Association of BMI with mortality
31 Oct 2018
Body Mass Index (BMI), a measure of body fat, is linked to risk of death from every major cause except transport accidents, according to new research by the LSHTM Electronic Health Records Research Group.
The study is one of the largest of its kind to look at how BMI is associated with the risk of death both overall, and from a full spectrum of different causes – 3.6 million people and 367,512 deaths were included in the analysis. Overall, both low and high BMI were associated with an increased risk of death. BMI of between 21-25kg/m2 was associated with the lowest risk of dying from cancer and heart disease.
The research team used anonymised data from the UK Clinical Practice Research Datalink (CPRD) which includes data on BMI from general practitioners’ primary care records covering about 9% of the UK population. This is linked to data from the Office of National Statistics mortality database, which includes information on causes of death as recorded on death certificates. Risks of death from each major cause was calculated according to BMI, adjusting for other important factors such as age, sex, smoking status, alcohol use, and socioeconomic status.
Lead author Krishnan Bhaskaran said: “BMI is a key indicator of health. We know that BMI is linked to the risk of dying overall, but surprisingly little research has been conducted on the links to deaths from specific causes. We have filled this knowledge gap to help researchers, patients and doctors better understand how underweight and excess weight might be associated with diseases such as cancer, respiratory disease and liver disease.

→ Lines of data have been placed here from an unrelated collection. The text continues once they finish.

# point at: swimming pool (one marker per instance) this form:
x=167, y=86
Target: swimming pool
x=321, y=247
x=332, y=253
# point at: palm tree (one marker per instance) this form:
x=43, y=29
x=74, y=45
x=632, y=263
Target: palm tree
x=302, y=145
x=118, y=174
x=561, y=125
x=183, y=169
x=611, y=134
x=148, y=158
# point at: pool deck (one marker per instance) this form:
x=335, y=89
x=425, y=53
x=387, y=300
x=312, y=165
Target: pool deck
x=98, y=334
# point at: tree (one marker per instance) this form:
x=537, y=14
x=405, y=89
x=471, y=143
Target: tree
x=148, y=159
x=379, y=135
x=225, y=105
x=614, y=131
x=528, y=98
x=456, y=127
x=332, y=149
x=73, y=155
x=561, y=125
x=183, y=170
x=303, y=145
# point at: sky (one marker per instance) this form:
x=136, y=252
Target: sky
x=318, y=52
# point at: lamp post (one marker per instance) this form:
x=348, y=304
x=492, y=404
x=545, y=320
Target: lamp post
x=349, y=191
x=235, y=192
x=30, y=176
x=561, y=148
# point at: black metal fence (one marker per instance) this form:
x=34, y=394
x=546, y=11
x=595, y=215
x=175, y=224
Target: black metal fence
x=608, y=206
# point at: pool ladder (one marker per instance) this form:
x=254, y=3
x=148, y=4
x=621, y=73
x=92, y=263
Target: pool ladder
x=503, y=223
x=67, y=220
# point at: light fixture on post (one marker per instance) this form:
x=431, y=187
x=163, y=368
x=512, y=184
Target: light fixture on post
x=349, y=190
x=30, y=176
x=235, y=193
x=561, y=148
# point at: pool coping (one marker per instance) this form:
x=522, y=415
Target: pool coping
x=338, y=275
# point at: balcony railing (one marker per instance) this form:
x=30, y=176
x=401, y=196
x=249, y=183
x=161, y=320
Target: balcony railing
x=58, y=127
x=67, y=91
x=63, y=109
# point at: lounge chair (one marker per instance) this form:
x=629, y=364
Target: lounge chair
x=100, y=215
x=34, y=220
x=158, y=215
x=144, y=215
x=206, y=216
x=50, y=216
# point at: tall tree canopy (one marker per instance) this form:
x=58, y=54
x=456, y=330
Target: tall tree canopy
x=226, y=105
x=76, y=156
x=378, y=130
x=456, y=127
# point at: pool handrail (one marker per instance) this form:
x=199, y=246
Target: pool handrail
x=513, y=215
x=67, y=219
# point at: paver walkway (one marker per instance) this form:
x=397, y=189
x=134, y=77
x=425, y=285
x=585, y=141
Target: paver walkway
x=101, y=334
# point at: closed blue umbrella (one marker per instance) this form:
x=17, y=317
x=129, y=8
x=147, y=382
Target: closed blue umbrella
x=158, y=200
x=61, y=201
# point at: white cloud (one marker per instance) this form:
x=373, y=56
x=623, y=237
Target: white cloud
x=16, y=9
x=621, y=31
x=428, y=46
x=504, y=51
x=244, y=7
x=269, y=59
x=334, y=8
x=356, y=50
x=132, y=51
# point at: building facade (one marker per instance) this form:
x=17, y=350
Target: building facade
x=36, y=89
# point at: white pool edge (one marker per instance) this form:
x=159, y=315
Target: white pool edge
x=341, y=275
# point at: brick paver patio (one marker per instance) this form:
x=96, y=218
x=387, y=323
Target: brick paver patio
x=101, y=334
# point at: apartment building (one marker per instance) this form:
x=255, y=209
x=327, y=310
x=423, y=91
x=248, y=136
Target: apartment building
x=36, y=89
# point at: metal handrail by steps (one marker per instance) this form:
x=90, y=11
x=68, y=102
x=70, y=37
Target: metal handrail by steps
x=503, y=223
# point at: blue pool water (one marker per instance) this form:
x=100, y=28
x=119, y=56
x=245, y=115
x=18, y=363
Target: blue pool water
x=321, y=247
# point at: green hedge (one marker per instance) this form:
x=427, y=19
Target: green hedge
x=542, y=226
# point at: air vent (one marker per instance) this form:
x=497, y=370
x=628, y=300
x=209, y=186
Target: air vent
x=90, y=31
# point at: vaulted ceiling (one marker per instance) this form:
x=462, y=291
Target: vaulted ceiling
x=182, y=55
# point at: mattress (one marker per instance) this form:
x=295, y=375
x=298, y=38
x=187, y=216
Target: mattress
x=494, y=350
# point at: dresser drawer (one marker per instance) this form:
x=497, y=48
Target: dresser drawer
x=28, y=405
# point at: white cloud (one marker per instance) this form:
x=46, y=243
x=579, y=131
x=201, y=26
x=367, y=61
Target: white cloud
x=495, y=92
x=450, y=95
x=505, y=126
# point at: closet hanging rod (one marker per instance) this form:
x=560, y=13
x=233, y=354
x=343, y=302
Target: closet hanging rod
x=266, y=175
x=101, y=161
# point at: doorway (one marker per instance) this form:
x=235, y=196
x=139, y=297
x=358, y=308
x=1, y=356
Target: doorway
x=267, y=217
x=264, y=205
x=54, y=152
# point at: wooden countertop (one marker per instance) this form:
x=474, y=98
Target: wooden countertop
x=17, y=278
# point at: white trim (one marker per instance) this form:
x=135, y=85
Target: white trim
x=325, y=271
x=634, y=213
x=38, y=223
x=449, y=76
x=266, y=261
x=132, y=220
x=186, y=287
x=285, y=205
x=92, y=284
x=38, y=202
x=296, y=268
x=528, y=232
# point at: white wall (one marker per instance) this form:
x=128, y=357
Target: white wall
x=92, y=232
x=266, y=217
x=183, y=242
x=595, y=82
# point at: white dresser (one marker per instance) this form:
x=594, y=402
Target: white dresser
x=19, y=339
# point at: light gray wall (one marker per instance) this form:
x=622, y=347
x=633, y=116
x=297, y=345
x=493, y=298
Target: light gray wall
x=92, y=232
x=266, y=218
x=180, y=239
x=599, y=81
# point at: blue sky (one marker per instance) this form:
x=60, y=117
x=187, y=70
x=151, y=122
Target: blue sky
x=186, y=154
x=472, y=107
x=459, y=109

“We found important associations between BMI and most causes of death examined, highlighting that body weight relative to height is linked to risk of a very wide range of conditions. Our work underlines that maintaining a BMI in the range 21-25kg/m2 is linked to the lowest risk of dying from most diseases.”
The authors acknowledge limitations of the study including that there was no information was available on the diet or physical activity levels of people included in the study so it was not possible to look at the interplay between BMI and these related factors. The full article was published in The Lancet Diabetes & Endocrinology.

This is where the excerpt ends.